Compounding those concerns, many young adults with sickle cell disease also have neurocognitive impairment due to complications of the disease.

“That makes it even more challenging for these patients to get the care they need,” he says.

Start transitions early

Best practices for providers include starting the transition to adult care as early as age 12 to 14 so the patient has years to learn skills like making appointments, navigating visits with their providers and following their plan of care.

“We don’t want them, all of a sudden at age 18, to be pushed to start going to appointments on their own,” says Dr. Strunk. “It should be a gradual process.”

Providers should follow transition guidelines like the toolkit created by the American Society of Hematology, which outlines a series of steps for making the shift, he adds. Steps include creating a transition policy, monitoring and tracking progress, assessing the patient’s readiness, and creating a plan for transition to adult care.

“Even after the patient’s first meeting with their adult provider, there should be a crossover period where the new and old providers maintain open communication and ensure the patient’s needs are being met,” he says.

Making transitions seamless

Cleveland Clinic has taken steps to make the transition of care seamless with an approach involving both pediatric and adult physicians, including pulmonologists, nephrologists, ophthalmologists and cardiologists with expertise in sickle cell disease. The team meets regularly to coordinate each patient’s care.

“We are a life-span clinic, which means we take care of patients from birth through adulthood, so patients don’t have to worry about transitioning from pediatric to adult practice,” says Dr. Strunk. “However, they still have to learn all the basics about how to be an adult, how to take care of themselves, and how to engage in medical decision-making.”


These steps are facilitated by two dedicated care coordinators and two social workers, who support patients with the transition and help them learn key skills for managing their care.

Disease progression causes organ damage

While transition challenges are one reason mortality increases in early adulthood, disease progression also contributes to deaths. Dr. Strunk notes that, while the most visible symptom of sickle cell in children is pain, these patients also experience ongoing damage to their kidneys, lungs, heart, brain and other organs.

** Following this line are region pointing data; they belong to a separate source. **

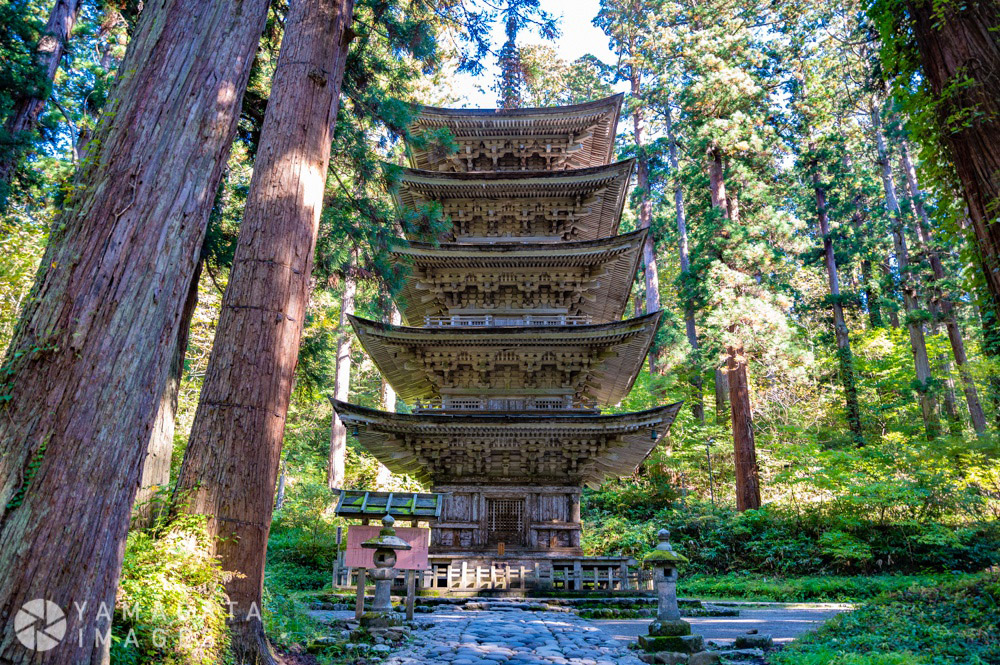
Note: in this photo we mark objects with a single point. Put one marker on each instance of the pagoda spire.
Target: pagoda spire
(511, 70)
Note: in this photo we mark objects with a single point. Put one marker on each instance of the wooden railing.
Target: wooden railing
(581, 574)
(489, 320)
(507, 404)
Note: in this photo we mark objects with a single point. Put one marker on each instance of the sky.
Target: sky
(579, 37)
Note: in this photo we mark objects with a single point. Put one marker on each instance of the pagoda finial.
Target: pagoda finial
(511, 73)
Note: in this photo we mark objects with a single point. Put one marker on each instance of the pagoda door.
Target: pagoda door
(505, 521)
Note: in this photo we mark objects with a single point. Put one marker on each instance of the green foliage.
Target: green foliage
(951, 624)
(822, 588)
(786, 542)
(171, 601)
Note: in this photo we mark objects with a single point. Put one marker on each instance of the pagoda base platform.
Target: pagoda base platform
(465, 574)
(471, 573)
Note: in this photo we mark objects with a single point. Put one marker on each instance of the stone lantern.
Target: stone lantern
(385, 545)
(668, 632)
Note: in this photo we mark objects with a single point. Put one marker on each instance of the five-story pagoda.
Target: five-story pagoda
(514, 337)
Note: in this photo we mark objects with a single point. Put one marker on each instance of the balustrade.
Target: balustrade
(560, 403)
(489, 320)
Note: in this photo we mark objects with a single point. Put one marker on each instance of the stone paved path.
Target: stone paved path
(784, 623)
(515, 637)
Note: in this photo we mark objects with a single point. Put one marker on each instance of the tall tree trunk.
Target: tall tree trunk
(959, 51)
(922, 365)
(744, 446)
(839, 322)
(160, 451)
(697, 389)
(859, 219)
(717, 188)
(383, 476)
(946, 305)
(90, 355)
(747, 474)
(336, 471)
(645, 211)
(231, 464)
(24, 116)
(873, 300)
(721, 389)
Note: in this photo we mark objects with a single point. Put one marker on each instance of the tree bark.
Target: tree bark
(652, 278)
(697, 389)
(160, 451)
(342, 381)
(945, 304)
(717, 189)
(859, 219)
(24, 116)
(231, 464)
(841, 332)
(383, 476)
(959, 49)
(744, 446)
(922, 365)
(90, 355)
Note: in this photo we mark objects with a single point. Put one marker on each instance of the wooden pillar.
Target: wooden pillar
(411, 593)
(337, 558)
(359, 603)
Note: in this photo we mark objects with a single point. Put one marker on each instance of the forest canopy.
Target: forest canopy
(822, 242)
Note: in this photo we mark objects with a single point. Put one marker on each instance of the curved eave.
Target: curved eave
(610, 182)
(401, 442)
(622, 346)
(601, 114)
(618, 256)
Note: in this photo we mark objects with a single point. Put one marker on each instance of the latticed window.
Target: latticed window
(506, 520)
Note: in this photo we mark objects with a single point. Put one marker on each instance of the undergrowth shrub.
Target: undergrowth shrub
(781, 541)
(952, 624)
(170, 606)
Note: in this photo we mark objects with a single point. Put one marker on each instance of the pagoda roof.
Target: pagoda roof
(598, 362)
(563, 450)
(582, 204)
(583, 134)
(594, 277)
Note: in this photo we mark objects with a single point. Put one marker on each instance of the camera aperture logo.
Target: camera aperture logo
(40, 624)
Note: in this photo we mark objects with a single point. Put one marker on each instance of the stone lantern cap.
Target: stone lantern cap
(387, 538)
(664, 554)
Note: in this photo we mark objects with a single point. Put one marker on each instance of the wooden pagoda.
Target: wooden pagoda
(513, 337)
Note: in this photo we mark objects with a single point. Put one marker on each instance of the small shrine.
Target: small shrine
(513, 337)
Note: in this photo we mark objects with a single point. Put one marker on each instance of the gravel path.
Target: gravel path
(783, 623)
(515, 637)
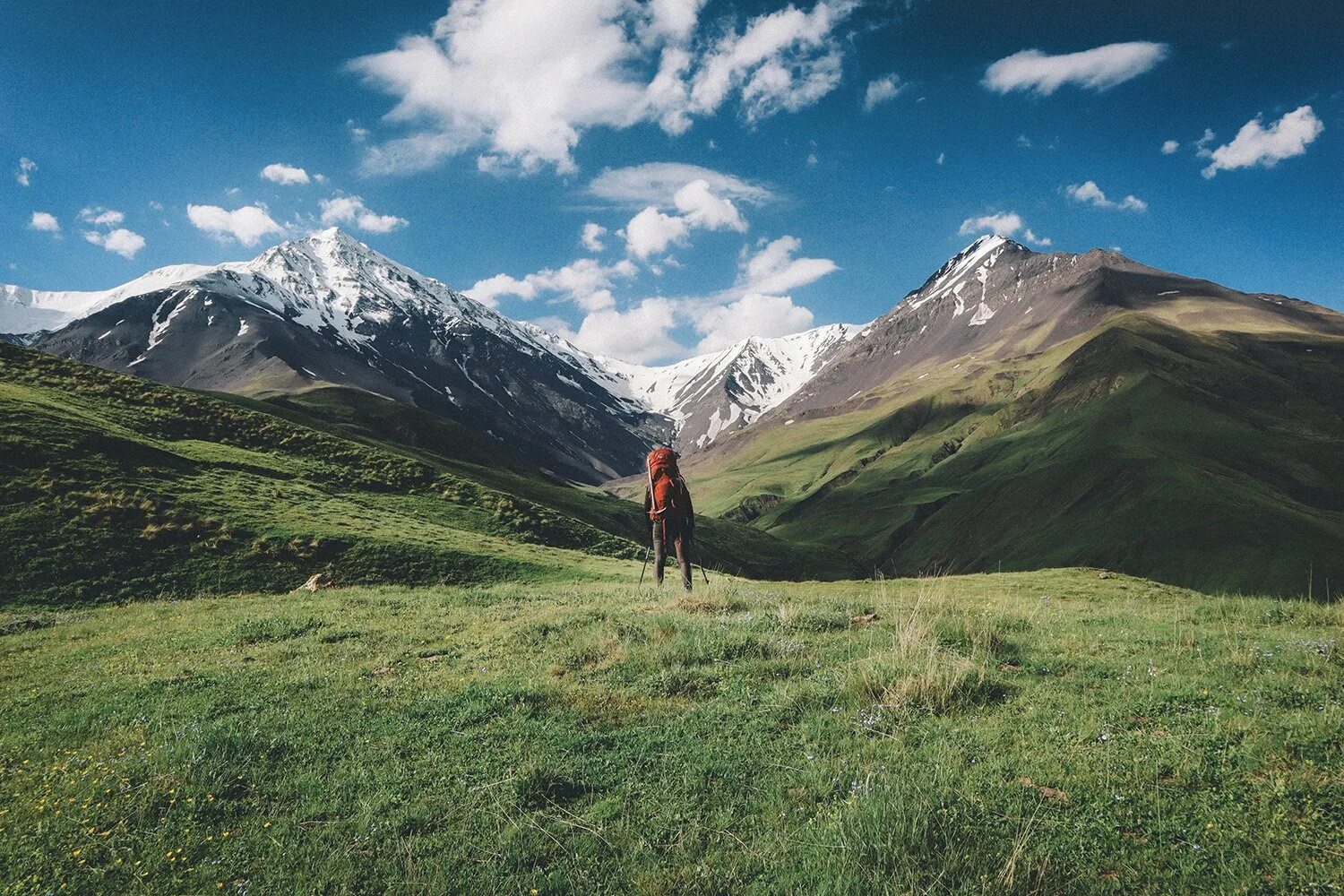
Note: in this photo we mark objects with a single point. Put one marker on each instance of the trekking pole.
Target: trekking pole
(645, 565)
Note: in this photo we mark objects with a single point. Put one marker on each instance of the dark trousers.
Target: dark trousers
(682, 543)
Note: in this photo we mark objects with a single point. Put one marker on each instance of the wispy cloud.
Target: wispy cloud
(882, 90)
(246, 225)
(46, 222)
(1091, 194)
(351, 210)
(1097, 69)
(1004, 225)
(656, 183)
(1257, 145)
(281, 174)
(23, 174)
(521, 81)
(120, 241)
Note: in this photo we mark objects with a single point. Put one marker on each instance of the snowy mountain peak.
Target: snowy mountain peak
(711, 394)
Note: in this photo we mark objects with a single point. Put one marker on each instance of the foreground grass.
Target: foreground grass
(1030, 732)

“We know that mortality peaks in the third decade of life,” he says. “Some of that is related to sudden death, but some is related to organ damage that has been developing all along, becoming more apparent in adulthood.”

Dr. Strunk notes that after nearly two decades without new treatment options for sickle cell disease, new medications are now available, with more therapies on the horizon. The most recent treatments, two gene therapies approved for use in patients in late 2023, are available for patients age 12 and older.

“They promise to be transformative for many patients,” he says. “They’re some of the most exciting new therapies to come along.”

Additional research is underway on treatments to improve the lives of people with sickle cell disease, with Cleveland Clinic physicians participating in studies. In addition to research, Cleveland Clinic providers are working to address a shortage of hematologists who care for adults with sickle cell disease.

“We’re working to build on the hub-and-spoke model of caring for patients by participating in larger networks to help standardize practice and education,” he says. “We want care across the country to be the same no matter where you are.”